Uno de los momentos en que los peruanos perdemos la inocencia es cuando escuchamos —y entendemos— esa sentencia popular tan pragmática como contundente: “No es amor al chancho sino a los chicharrones”. Con pocas palabras, se nos revela una idea inquietante: detrás de muchos gestos aparentemente afectuosos no hay verdadera entrega sino cálculo, una estratagema para obtener un beneficio personal. En esta cultura, en la que “no se da puntada sin hilo”, todo se hace con algún propósito, preferiblemente rentable. La gratuidad parece ingenua; el desinterés, una rareza. El amor, cuando se somete al principio de utilidad, se vacía de lo esencial.

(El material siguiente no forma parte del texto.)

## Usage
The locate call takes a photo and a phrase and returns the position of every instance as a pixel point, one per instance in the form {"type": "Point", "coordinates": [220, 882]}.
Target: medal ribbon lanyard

Y, sin embargo, nada hay más profundamente humano que el gesto gratuito. Dar sin esperar nada a cambio es lo que en verdad da sentido al amor. Esta experiencia nace en el seno de la familia, nuestro primer lugar de afectos. Los hijos son amados no por lo que hacen, sino simplemente por ser. En la familia, el cariño no se negocia ni se mide por talentos o logros. Una madre no alimenta esperando aplausos. Un padre no consuela para recibir elogios. Lo hacen por amor. Lo dan, sencillamente, gratis.
Por eso, proteger a la familia no es solo una responsabilidad social: es una tarea ética. Es allí donde germinan los primeros actos de entrega, servicio y autenticidad. En ella, las personas aprenden a querer sin condiciones, a darse sin cálculo, a compartir sin contrato. Así, la familia se convierte en el mejor referente para servir a la comunidad en la que se vive.
La lógica individualista se nutre del egoísmo, la codicia y el materialismo. En una sociedad donde todo tiene un precio, hasta lo más simple se vuelve una transacción. Y así, sin darnos cuenta, comenzamos a deshumanizarnos.
Pensemos en cómo esta lógica ha contaminado incluso los gestos más cotidianos. Un joven ofrece ayuda a un compañero solo si espera algo a cambio. Un obsequio se convierte en moneda de trueque. Un saludo amable se vuelve “estratégico” si promete votos o favores. Así, la empatía se vuelve interesada, y la ternura, sospechosa.
Frente a esta tendencia, es urgente reivindicar las grandes virtudes: la generosidad por encima de la eficacia, la solidaridad antes que la eficiencia, la magnanimidad más allá de la competitividad. Necesitamos reencontrarnos con aquello que no se mide en cifras ni se traduce en réditos. El desarrollo económico de una sociedad no garantiza su plenitud.
No basta con deplorar el refrán que da título a este artículo. Hay que desenmascarar la mentalidad que lo sostiene. Tal vez no lleguemos a ser ricos en lo material, pero podemos —y debemos— serlo en lo espiritual. Porque el ser humano, en su más genuina vocación, no existe para poseer, sino para amar. Y en esa gratuidad, tan incomprendida como luminosa, se halla su verdadera felicidad.